Behind the curve
But FAST’s construction was not easy, and its reliability is not a
given. Like Arecibo’s, FAST’s dish curves like a sphere. Such a surface
is the simplest and cheapest to build, and means that the dish receives
signals from a broad swathe of sky. But unlike steeper ‘parabolic’
dishes, it does not concentrate the signals at one point, and so there
is a loss of focus, causing FAST’s designers to opt for a radical solution.
Arecibo has mirrors attached to its dish to correct for the loss of
focus, but a similar set-up for FAST would have meant 10,000 tonnes of
metal hanging over the dish. Instead, FAST’s surface is made up of some
4,500 panels, some of which can be tilted, raised and lowered by 2,225
actuators to temporarily make it parabolic.

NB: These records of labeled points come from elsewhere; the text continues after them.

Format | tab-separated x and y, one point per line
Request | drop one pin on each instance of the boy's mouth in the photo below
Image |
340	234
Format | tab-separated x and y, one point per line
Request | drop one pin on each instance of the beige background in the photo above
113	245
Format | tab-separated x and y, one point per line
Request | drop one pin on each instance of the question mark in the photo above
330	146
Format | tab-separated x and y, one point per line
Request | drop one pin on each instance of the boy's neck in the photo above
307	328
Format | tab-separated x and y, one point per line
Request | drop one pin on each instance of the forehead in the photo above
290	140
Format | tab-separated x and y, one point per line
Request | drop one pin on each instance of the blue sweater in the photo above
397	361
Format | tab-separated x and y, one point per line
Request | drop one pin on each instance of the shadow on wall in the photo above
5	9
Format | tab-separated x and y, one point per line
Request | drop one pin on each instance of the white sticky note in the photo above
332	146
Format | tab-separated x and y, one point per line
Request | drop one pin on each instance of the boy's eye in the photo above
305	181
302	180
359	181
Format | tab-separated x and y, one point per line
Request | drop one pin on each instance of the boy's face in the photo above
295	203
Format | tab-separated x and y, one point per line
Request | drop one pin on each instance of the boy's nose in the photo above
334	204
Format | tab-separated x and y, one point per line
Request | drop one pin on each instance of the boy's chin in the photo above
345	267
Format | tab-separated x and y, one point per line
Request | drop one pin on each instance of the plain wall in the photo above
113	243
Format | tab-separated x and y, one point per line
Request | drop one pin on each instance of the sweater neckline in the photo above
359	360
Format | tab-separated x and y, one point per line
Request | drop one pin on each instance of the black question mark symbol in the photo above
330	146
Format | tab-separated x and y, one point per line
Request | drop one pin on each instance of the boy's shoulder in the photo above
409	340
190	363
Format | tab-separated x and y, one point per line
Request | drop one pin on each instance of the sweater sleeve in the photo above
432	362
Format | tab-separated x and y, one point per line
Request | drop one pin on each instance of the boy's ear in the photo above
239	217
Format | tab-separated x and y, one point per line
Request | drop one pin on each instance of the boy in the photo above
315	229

But this makes FAST extremely complicated. The 100-metre-wide parabolic
Green Bank Telescope in West Virginia has about 2,000 moving panels to
help it maintain its shape, but these usually shift by only a few
centimetres, says astronomer D. J. Pisano at West Virginia University in
Morgantown, who has studied hydrogen clouds for 10 years using Green
Bank. “For FAST they will be moving the panels over distances of
metres,” he says. “This is definitely a challenge.”